Complex numbers are an extension of real numbers. A complex number is composed of a real part and an imaginary part and can be written in the form \(a + bi\). Here, \(a\) is the real part, and \(b\) is the coefficient of the imaginary unit \(i\).
The imaginary unit \(i\) is defined by the property \(i^2 = -1\). This definition leads to interesting applications in algebra and engineering, helping solve problems that involve square roots of negative numbers.
Complex numbers can be visualized on the complex plane where the x-axis represents the real part and the y-axis represents the imaginary part. This two-dimensional representation helps in understanding the magnitude and the direction of complex numbers, making concepts like addition and multiplication more intuitive.

Understanding powers of \(i\) is key to simplifying expressions like those involving complex numbers. The imaginary unit has a cyclic nature in its powers due to the defining relationship \(i^2 = -1\).
Here's how the cycle works:

• \(i^1 = i\)
• \(i^2 = -1\)
• \(i^3 = -i\)
• \(i^4 = 1\)
• \(i^5 = i\), and the cycle repeats

This means any power of \(i\) can be reduced to one of these four results. By recognizing this periodic cycle, complex algebraic expressions become easier to manage. For instance, \(i^{12}\) simplifies to \((i^4)^3 = 1^3 = 1\), as it matches the cycle.

Simplifying expressions involving \(i\) often relies on understanding and applying the cycle of its powers. When faced with high powers of \(i\), break them down using multiples of 4, because \(i^4 = 1\). This greatly reduces the complexity of calculations.
To simplify an expression like \(i^{12} + i^{4}\), recognize \(i^{12}\) can be written as a multiple of \(i^4\):

• \(i^{12} = (i^4)^3 = 1\)
• \(i^4 = 1\)

After simplification, add the terms together as you would with real numbers: \(1 + 1 = 2\). Keeping these simplifications in mind helps standardize complex expressions into a more workable form.

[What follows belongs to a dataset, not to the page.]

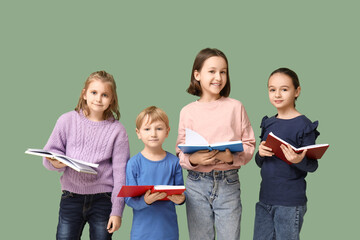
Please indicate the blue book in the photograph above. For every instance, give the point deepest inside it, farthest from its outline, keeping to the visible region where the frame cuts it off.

Algebraic expressions with complex numbers follow many of the same rules as those with real numbers, but with the added consideration of \(i\). When writing the results of these expressions, it's crucial to express them in the standard form \(a + bi\).
For our exercise, simplifying \(i^{4} + i^{12}\) resulted in 2, a real number with no imaginary component. To write this in the form \(a + bi\), you assign \(a\) the value 2 and \(b\) the value 0, giving \(2 + 0i\).
This form maintains the structure of a complex number even when the imaginary part is zero, highlighting the potential for complex number calculations even in seemingly straightforward scenarios.